NIST Offers Guidance on Contingency Planning, Cell Phone Security


The National Institute of Standards and Technology, a non-regulatory federal agency within the U.S. Department of Commerce, promotes U.S. innovation and industrial competitiveness by advancing measurement science, standards, and technology in ways that enhance economic security and improve our quality of life.


The NIST has uploaded two of its publications to the Knowledge Network, the first being Guidelines on Cell Phone and PDA Security. While these mobile devices provide productivity benefits, the NIST argues that they also pose new risks to an organization.


NIST's concerns include:


  • Because of their small size and use outside the office, handheld devices can be easier to misplace or to have stolen than a laptop or notebook computer. If they do fall into the wrong hands, gaining access to the information they store or are able to access remotely can be relatively easy.

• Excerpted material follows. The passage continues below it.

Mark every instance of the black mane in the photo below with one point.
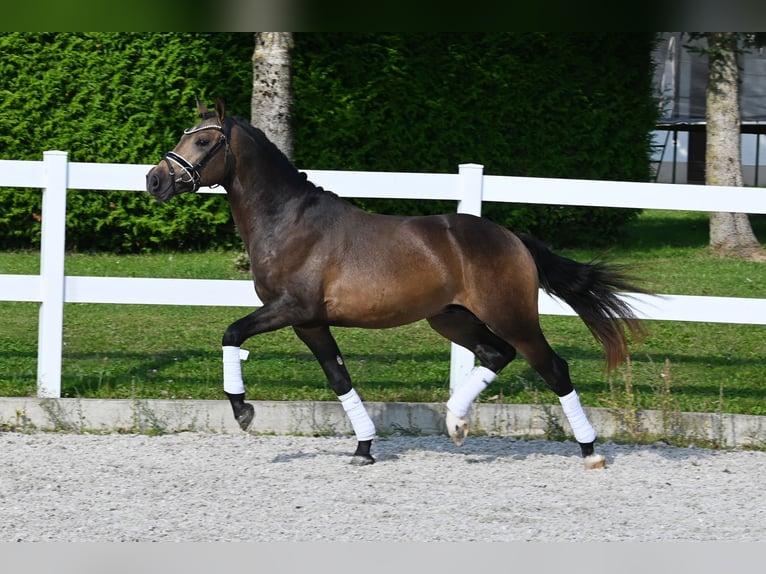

  • Communications networks, desktop synchronization, and tainted storage media can be used to deliver malware to handheld devices. Malware is often disguised as a game, device patch, utility or other useful third-party application available for download. Once installed, malware can initiate a wide range of attacks and spread itself onto other devices.


  • Similar to desktop computers, cell phones and PDAs are subject to spam, but this can include text messages and voice mail, in addition to electronic mail. Besides the inconvenience of deleting spam, charges may apply for inbound activity. Spam can also be used for phishing attempts.


  • Electronic eavesdropping on phone calls, messages, and other wirelessly transmitted information is possible through various techniques. Installing spy software on a device to collect and forward data elsewhere, including conversations captured via a built-in microphone, is perhaps the most direct means, but other components of a communications network, including the airwaves, are possible avenues for exploitation.


This document provides an overview of cell phone and PDA devices in use today and offers insights into making informed information technology security decisions on their treatment. The document gives details about the threats and technology risks associated with the use of these devices and the available safeguards to mitigate them. Organizations can use this information to enhance security and reduce incidents involving cell phone and PDA devices.


The second document uploaded to the Knowledge Network by the NIST is a Contingency Planning Guide for IT Systems. This in-depth guide provides instructions, recommendations, and considerations for government IT contingency planning. Contingency planning refers to disaster recovery, or interim measures to recover IT services following an emergency or system disruption. Interim measures may include the relocation of IT systems and operations to an alternate site, the recovery of IT functions using alternate equipment, or the performance of IT functions using manual methods.